Retirement planning refers to the allocation of savings or revenue for retirement with the goal of achieving financial independence.
It should start from the day you start earning. It’s sound advice that almost nobody follows.
I’ve met people for whom retirement is ‘can’t wait’, a beginning of a more flexible existence, a chance to experience everything that just passed by in the first 60 odd years. As well as I have met people whom retirement is scary.
“Doing what you want” is easy to say, but freedom of any kind is hard work. Retirement Planning is a must do, and the sooner the better. There are five basics that all of us can do in embarking on a journey towards a more secured retirement.
1. Calculate What Retirement Is:
Plan your savings & calculate the future expenditure which will be incurred at the time you retire with retirement planning calculator. Miscalculating the retirement phase creates the risk of running out of corpus.
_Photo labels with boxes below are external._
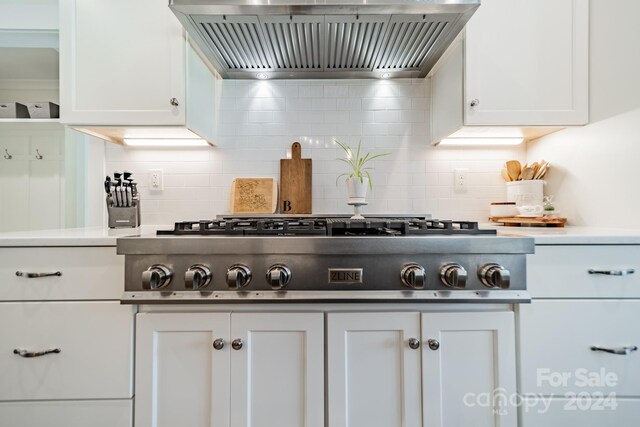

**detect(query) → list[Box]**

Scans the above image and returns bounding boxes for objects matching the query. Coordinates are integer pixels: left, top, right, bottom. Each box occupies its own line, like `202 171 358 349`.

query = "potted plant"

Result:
333 139 391 203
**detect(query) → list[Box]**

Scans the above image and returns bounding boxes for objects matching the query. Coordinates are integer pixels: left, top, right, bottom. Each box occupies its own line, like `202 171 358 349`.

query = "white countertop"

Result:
0 224 640 247
496 224 640 245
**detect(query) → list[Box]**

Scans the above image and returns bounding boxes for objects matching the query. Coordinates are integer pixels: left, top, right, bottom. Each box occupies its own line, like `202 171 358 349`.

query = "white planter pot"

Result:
347 178 369 203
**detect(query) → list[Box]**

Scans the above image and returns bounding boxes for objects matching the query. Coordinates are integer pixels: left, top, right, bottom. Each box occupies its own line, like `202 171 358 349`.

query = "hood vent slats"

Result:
170 0 479 79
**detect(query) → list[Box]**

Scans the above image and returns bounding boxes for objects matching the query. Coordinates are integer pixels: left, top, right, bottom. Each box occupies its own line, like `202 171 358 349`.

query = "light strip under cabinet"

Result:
124 138 209 147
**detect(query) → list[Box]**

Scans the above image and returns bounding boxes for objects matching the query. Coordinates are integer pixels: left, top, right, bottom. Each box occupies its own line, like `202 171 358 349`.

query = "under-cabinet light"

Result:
124 138 209 147
438 138 524 146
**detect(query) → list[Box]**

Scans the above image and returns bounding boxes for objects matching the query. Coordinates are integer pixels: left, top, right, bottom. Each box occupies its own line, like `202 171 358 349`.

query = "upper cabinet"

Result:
431 0 589 143
60 0 219 142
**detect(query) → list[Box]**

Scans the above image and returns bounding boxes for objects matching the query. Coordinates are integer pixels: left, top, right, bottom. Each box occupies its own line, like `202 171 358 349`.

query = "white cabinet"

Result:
60 0 219 141
135 313 324 427
327 313 422 427
431 0 589 142
327 312 517 427
422 312 517 427
517 245 640 427
0 247 135 427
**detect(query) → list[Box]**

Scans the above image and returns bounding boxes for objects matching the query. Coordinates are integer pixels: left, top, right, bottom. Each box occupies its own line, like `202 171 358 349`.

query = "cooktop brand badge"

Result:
329 268 363 284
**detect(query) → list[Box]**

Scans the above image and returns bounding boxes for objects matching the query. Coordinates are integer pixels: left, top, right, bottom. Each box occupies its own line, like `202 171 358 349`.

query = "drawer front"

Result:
0 247 124 301
518 300 640 396
527 245 640 298
0 400 133 427
0 301 133 400
520 397 640 427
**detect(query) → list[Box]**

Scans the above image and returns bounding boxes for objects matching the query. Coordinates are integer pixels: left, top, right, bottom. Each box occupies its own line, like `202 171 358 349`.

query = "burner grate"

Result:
157 217 496 237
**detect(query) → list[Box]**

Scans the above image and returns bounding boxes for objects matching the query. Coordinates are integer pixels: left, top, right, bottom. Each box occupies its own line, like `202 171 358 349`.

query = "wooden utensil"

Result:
280 142 312 214
230 178 278 214
507 160 522 181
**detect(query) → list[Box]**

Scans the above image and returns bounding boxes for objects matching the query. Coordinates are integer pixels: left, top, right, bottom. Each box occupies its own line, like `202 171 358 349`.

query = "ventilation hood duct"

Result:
169 0 480 79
2. Remember The Cost of Delay:
The best time to start saving for retirement is not when you are about to retire, but when you receive your first paycheck.
3. Make The Nest Egg Comfortable:
Retirement years are not the right time to be stressed; life before would have given you enough of that! It is important to accumulate enough to comfortably go through this phase.
4. Remember Expenses Rise:
The impact of inflation is hard to sink in. It adds to cost of living each year, and by the time we hit retirement, we have to spend much, much more than we do today to maintain the current lifestyle.
5. Don’t Forget Asset Allocation:
Asset allocation is often missed out while planning for retirement. What is right mix for your portfolio? It depends on when you start.
Never forget that retirement is journey and this journey is incomplete without the support of a financial advisor. While retirement planning is not complex, it is nuanced, and involves a lot of variables. It requires constant monitoring, which a professional can handle well.